液晶スクリーンだけでなく、白板に書いて理解を深めてもらうこともあるだろう。更に、「ルール」はゼミの時間に遅刻しない、宿題をしてくる、「コミュニティ」はゼミという共同体であり、「分業」は教師は教え、学生は学ぶことである。これらのことにより結果として学生はゼミでの授業内容を理解できるということになる。この三角形は他の三角形とつながり、全体としてのベクトルを調整、分析することなどが可能となる。例えば、授業ごとがバラバラでまとまりがないと学生は困るので、教師間で調整されたシラバスによって学生は効率よく授業を選択し学ぶことができる。
この活動理論の構成図を観察、ユーザビリティやサービスデザインなどの分析に使えないか検討してみた。しかし、教育現場のように集団で活動する場合はいいのだが、そうでない場合が多いので、構成図の下位に位置するルール、コミュニティ、分業のキーワードの代わりに、観察やユーザビリティなどに使うキーワードを置くことにより分析できるめどがついた。

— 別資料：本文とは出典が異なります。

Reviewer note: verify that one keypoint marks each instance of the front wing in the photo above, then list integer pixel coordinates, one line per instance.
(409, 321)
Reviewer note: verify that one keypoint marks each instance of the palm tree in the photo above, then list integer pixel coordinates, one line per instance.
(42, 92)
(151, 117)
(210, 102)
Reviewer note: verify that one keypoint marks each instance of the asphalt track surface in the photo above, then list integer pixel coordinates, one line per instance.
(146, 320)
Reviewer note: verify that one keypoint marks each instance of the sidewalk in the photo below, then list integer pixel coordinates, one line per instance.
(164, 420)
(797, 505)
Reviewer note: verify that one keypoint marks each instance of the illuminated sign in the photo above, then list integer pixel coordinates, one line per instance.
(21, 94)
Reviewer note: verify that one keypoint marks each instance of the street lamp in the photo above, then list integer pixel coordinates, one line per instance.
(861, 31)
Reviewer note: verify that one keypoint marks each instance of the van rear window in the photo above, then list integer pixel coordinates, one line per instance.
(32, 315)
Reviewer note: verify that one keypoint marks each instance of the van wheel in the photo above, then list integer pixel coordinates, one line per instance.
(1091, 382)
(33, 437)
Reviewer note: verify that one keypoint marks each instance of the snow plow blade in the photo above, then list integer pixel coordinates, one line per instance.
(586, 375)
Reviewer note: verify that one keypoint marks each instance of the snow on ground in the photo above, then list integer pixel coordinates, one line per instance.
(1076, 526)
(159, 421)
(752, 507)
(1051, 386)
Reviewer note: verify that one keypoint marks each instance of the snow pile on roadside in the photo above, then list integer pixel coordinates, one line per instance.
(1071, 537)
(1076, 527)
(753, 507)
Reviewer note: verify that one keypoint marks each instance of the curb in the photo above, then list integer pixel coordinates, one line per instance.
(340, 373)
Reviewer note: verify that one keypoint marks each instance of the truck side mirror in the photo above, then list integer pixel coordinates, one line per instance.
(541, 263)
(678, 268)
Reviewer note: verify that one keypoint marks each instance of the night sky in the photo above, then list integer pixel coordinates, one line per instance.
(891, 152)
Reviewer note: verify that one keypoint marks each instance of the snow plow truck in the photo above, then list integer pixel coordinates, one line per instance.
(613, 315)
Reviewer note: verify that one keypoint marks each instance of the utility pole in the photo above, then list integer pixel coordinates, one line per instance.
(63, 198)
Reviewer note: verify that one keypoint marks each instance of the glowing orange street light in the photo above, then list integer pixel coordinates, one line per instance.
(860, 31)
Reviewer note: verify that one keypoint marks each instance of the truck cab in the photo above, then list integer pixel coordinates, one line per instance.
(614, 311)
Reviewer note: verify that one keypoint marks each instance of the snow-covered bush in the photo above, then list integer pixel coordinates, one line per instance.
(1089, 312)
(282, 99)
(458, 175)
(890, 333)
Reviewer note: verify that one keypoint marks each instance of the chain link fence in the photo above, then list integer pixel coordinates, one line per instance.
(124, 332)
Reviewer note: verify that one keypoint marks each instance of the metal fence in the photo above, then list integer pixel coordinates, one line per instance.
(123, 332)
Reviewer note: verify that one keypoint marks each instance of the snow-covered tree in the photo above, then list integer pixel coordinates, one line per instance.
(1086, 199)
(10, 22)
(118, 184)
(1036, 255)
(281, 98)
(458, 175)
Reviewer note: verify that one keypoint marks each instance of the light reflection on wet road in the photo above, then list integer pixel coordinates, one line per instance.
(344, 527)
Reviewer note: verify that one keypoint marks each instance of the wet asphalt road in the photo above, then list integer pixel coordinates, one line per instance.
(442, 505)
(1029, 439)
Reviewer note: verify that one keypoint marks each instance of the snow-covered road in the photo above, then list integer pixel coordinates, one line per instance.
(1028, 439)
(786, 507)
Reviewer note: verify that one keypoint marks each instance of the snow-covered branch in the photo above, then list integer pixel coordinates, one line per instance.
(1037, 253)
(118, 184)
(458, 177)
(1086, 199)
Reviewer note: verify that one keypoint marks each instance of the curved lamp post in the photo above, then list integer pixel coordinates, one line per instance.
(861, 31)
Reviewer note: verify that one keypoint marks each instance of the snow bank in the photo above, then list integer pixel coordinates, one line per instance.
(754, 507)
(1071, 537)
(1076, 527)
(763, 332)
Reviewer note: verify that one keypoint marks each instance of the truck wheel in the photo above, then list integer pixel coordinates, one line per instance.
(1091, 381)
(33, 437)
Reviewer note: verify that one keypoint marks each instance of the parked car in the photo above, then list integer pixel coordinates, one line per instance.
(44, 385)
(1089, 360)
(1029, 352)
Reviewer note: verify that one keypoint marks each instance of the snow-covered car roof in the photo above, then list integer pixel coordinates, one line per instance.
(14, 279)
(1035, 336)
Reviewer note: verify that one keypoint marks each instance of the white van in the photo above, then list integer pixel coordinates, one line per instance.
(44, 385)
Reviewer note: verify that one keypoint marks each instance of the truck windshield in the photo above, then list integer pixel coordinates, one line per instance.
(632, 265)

人間と機械との関係を観察したい場合、ルール、コミュニティ、分業の代わりに、HMI(Human Machine Interface:人間-機械系)の5側面とその下位の15項目を使って分析するというアイディアである(図2)。HMIの5側面は以下の通りである。項目の詳細は参考文献を活用してほしい。
1.身体的側面:①姿勢、②力、③フィット性
2.頭脳的側面:①見やすさ、②わかりやすさ、③メンタルモデル
3.時間的側面:①作業時間、②休息時間、③(システムの)反応時間
4.環境的側面:①温度・湿度、②照明、③振動、騒音など
5.運用的側面:①組織の方針、②情報の共有化、③モチベーション
HMIの5側面、15項目をチェックするだけのことであるが、チェックすべき事項が明確となり、観察するシステムの問題点を把握しやすい。例えば、ホテルの清掃員は作業で身体面の負担はないか?作業時間は適切か?良い環境で働いているのか?仲間との情報共有はうまくいっているのか?やる気はどうか、など容易に問題点を出すことができる。
同様に70デザイン項目を使って、各項目に関して評価ができる。
(1)HMIの5側面他(5項目)
(2)ユーザインタフェースデザイン項目(29項目)
項目が多いので、画面インタフェースデザインの6原則を用いればよい。
①手がかり
②用語
③マッピング
④一貫性
⑤フィードバック
⑥メンタルモデル(動作原理)
(3)ユニバーサルデザイン項目(9項目)
(4)感性デザイン項目(9項目)
(5)安全性デザイン項目(6項目)
(6)ロバストデザイン項目(6項目)
(7)メンテナンスデザイン項目(6項目)
(8)エコロジーデザイン項目(6項目)
(山岡俊樹, デザイン3.0の教科書, pp. 98-111, 海文堂出版, 2018)
接客に関して、サービスデザイン(接客)項目(3項目)を活用する。
① 気配り:(a)共感、(b)配慮
② 適切な対応:(a)柔軟、(b)正確、(c)安心、(d)迅速、(e)平等
③ 態度:(a)共感、(b)寛容、(c)好印象、(d)信頼感
(山岡俊樹, サービスデザインでビジネスを作る, pp. 50-52, 技報堂出版, 2022)
図3の構図で、例えばホテルの受付でお年寄りがどう手続きをしたらいいのかわからない場合、サービス従業員(コンシェルジェなど)は「①気配り」によりこの状況を察知し、「③好印象の態度」で、「②安心・平等の対応」を行う。この気配り、対応、態度はケースバイケースでそれらの下位の項目を使えばよい。
項目を並べマニュアル化しても、使う人間として容易に身につかないことが多い。しかし、このようにフレームにしてわかりやすい構造で示すと理解が進むのではないかと思う。
※先生のご所属は執筆当時のものです。